By Nicki on Monday, July 10, 2006 - 01:24 pm:

Can you believe how many children's movies have the theme of mom getting killed, or worse yet both parents? I'm sure we could come up with quite the list. I don't understand what the writers are thinking. I'm getting to the point where I read the parent's reviews before letting Lara view any movie. Sometimes I feel old fashioned, but some of the Disney movies, even the ones I grew up with, don't seem appropriate for young children.

By Breann on Monday, July 10, 2006 - 01:50 pm:

We've taken our kids to the movies since they were infants. If they cried, we of course took them out as to not interupt the movie for others.

Taking them from such a young age really helped them to learn the proper behavior for a movie. I talk to parents who have 4 and 5 year olds that have never been to a movie, and they won't take them because they are afraid of how they will behave and they worry that they won't sit through the movie, or that they will be scared of the sounds, etc.

Taking our kids since they were babies has been a positive experience for us.

By Melanie on Monday, July 10, 2006 - 10:41 pm:

ROFL Heidi. You glared at her? You big bully! LOL. Sorry, I just have a visual of you in a dark movie theater glaring at a woman three rows in front of you...not all that intimidating. ;)

I never brought our kids to the the theater as babies but we had friends who did and whatever. To each their own. I certainly wouldn't want to be in a theater with a crying baby and wouldn't risk that scenario with my own kids. We took our oldest two to see Monster Inc a few years back and had to leave the theater very early in the film because our then five year old was terrified that "Boo" got lost and couldn't find her way back to her room. Who knew. LOL. I took our five year old dd to see Pirates of the Carribean the other day and she loved it. I've given up trying to guess what will scare which kid. LOL.

As long as we are on pet peeves in theaters, I will share mine. I hate popcorn. The first twenty minutes of the film all I hear is *crunch crunch crunch*. Drives me nuts. Of course, the crunching is always coming from dh and the three kiddos, so what is a popcorn hating mom to do?? :)

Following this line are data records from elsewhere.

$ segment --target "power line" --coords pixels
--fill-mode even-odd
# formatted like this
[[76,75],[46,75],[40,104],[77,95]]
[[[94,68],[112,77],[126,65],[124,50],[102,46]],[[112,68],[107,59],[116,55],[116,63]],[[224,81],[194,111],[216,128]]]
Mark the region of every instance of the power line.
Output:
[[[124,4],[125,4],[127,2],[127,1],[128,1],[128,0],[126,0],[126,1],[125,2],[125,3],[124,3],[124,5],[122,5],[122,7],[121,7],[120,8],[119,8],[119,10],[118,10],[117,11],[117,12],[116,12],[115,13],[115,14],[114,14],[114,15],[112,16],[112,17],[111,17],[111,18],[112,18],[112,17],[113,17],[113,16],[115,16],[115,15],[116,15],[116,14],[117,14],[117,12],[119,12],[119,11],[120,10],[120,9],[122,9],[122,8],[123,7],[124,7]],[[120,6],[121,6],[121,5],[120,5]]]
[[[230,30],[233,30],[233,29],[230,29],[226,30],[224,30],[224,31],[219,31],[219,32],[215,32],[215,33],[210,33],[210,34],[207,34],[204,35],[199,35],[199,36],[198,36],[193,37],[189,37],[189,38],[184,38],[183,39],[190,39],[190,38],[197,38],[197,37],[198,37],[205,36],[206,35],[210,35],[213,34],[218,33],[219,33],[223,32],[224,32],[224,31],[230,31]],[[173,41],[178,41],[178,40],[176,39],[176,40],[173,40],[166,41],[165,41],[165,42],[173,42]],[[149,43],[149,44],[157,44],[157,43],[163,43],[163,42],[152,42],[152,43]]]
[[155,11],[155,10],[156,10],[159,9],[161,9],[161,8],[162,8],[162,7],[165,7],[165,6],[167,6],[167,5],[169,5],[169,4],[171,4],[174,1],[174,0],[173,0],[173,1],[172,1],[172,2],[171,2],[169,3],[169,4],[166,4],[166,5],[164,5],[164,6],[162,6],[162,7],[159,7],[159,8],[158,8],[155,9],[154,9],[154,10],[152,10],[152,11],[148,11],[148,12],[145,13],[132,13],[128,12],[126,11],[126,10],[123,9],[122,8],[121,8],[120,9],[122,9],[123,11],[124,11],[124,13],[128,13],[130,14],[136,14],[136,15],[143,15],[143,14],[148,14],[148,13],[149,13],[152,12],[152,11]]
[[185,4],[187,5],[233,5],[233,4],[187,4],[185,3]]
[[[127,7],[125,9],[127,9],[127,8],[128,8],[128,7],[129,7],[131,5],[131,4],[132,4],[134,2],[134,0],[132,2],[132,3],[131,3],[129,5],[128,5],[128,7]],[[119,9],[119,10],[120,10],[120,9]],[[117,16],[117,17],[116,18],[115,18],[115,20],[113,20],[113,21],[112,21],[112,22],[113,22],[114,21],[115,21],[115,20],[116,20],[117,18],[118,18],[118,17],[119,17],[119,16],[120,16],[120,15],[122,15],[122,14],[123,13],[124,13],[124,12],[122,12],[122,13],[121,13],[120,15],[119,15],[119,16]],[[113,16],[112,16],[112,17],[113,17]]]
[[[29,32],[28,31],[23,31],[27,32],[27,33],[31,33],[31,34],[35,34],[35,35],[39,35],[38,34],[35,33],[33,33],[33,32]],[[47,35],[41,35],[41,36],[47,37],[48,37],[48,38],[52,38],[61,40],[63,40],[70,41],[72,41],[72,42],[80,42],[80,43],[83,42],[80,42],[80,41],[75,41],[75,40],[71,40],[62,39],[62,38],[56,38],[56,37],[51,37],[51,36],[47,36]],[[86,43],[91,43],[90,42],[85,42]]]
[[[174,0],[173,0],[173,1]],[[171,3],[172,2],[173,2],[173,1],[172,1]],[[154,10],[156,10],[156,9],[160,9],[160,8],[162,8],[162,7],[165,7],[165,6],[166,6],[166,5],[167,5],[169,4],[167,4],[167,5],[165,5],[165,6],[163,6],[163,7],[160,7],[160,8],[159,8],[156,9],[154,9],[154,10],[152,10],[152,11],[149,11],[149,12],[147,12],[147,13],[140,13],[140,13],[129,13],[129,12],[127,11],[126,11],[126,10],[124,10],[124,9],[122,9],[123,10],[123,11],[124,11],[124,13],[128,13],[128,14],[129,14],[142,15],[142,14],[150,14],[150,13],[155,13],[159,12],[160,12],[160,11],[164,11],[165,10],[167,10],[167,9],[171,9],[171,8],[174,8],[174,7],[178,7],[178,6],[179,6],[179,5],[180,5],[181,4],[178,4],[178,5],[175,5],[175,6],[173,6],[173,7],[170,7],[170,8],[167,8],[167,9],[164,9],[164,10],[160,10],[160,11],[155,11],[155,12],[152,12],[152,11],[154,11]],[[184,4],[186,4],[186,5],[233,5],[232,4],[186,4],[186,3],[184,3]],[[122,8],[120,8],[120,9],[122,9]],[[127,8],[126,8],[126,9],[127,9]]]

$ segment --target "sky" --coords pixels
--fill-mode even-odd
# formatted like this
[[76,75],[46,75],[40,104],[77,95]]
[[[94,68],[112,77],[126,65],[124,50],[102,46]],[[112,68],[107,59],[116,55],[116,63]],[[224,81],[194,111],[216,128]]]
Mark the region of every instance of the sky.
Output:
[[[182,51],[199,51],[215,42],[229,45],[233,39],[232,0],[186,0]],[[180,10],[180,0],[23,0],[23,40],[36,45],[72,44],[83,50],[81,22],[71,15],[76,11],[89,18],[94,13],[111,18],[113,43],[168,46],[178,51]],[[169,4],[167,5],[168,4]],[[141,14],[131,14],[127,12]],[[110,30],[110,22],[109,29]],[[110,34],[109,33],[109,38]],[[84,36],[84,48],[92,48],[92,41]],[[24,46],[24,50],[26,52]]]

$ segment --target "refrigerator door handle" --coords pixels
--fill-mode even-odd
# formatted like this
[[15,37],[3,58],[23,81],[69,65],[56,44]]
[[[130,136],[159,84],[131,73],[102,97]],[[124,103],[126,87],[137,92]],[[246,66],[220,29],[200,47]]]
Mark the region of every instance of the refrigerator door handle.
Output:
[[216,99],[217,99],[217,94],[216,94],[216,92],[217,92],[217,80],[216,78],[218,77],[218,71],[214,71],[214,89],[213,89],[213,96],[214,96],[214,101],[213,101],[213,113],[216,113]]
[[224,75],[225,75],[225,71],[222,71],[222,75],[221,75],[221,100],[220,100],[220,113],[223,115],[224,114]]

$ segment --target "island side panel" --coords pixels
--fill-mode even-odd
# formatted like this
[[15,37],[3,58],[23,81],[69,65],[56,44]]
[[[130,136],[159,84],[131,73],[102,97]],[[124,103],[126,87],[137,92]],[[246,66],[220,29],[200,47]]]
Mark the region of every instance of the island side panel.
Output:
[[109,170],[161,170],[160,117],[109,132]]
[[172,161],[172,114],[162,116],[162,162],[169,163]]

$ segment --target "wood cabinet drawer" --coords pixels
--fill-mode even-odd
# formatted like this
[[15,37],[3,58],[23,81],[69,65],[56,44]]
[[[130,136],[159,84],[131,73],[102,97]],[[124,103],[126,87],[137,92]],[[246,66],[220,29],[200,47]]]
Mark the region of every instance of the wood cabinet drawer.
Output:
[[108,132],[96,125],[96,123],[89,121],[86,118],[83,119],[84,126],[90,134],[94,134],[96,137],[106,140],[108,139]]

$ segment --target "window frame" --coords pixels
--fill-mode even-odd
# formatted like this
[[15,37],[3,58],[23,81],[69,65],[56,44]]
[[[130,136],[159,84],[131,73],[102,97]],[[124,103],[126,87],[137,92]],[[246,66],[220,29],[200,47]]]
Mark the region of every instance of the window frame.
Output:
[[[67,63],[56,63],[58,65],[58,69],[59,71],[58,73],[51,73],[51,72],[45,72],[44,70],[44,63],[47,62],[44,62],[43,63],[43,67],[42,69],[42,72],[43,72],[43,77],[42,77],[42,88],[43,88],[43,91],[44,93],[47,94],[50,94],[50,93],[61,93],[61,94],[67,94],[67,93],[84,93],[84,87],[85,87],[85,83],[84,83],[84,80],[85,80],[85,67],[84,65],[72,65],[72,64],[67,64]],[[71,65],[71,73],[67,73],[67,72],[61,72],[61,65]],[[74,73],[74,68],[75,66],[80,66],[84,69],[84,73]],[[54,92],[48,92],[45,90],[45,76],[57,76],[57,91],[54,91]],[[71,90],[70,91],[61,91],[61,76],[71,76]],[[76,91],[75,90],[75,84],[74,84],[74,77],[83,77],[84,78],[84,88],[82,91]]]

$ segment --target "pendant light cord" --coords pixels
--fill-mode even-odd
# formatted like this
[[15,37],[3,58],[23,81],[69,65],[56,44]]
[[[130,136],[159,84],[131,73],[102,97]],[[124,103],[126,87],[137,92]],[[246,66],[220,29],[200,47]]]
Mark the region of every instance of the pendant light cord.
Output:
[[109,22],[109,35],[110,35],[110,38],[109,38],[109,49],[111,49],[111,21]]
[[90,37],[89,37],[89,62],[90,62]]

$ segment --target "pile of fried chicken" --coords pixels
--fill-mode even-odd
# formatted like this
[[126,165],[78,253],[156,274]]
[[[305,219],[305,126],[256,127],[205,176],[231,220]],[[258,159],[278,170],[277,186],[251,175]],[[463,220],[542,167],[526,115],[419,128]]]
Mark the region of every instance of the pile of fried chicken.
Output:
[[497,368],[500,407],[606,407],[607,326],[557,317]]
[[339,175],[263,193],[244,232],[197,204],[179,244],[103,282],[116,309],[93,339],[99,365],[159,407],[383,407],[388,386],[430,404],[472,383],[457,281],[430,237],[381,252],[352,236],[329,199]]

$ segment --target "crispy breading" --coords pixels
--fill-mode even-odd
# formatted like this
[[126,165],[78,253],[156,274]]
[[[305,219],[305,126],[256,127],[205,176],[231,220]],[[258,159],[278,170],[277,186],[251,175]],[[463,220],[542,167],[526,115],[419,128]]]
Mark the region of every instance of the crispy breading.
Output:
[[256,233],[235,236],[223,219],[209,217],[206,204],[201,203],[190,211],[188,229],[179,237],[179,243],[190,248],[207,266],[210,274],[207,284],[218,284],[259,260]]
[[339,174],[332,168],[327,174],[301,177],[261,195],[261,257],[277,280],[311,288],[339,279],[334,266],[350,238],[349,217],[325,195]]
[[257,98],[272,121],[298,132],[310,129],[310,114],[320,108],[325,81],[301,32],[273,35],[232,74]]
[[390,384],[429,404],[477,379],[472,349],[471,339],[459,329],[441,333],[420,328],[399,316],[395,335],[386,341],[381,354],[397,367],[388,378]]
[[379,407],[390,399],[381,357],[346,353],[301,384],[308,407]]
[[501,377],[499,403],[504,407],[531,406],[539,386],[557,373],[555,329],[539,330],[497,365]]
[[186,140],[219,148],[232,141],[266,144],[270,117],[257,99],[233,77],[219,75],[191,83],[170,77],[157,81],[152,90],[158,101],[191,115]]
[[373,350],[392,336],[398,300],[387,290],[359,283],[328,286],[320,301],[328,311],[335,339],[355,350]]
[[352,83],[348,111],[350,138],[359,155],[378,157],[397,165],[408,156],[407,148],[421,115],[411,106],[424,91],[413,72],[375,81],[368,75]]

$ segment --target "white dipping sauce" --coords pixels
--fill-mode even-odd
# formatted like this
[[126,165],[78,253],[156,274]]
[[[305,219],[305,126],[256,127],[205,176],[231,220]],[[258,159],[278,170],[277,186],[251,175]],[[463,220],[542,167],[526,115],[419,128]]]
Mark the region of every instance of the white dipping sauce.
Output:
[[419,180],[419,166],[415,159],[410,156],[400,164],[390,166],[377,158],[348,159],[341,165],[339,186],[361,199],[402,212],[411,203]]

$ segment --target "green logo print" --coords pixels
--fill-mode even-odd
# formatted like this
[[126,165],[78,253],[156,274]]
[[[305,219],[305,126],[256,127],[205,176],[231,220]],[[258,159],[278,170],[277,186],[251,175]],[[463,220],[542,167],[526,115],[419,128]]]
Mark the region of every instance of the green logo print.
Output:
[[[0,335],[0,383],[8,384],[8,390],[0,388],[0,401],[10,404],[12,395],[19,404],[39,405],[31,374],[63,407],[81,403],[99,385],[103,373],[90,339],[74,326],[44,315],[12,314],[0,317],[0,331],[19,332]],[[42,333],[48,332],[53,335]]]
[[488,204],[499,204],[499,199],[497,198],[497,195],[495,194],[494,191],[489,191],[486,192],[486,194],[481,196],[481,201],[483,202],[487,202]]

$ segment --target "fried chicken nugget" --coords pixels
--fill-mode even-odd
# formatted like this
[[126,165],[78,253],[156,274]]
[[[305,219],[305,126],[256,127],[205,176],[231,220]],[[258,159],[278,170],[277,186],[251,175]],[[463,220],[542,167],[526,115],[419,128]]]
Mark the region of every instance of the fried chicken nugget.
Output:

By Mrsheidi on Monday, July 10, 2006 - 11:42 pm:

Melanie, I purposefully turned around and looked at the baby and then at the mother and, yes, glared. I can pull off some of the greatest facial expressions and let people know exactly how I feel. She didn't say a word but I know I got my point across.

I've actually told off many people at movie theatres. Mostly teenagers who are talking really loud or being plain obnoxious. I actually have words to say and I have no problem saying them. I guess teaching high school for 5 years does that to a person. :) With adults, I'm usually more subtle. Teenagers don't understand just "a look". You have to say it or they'll ignore it.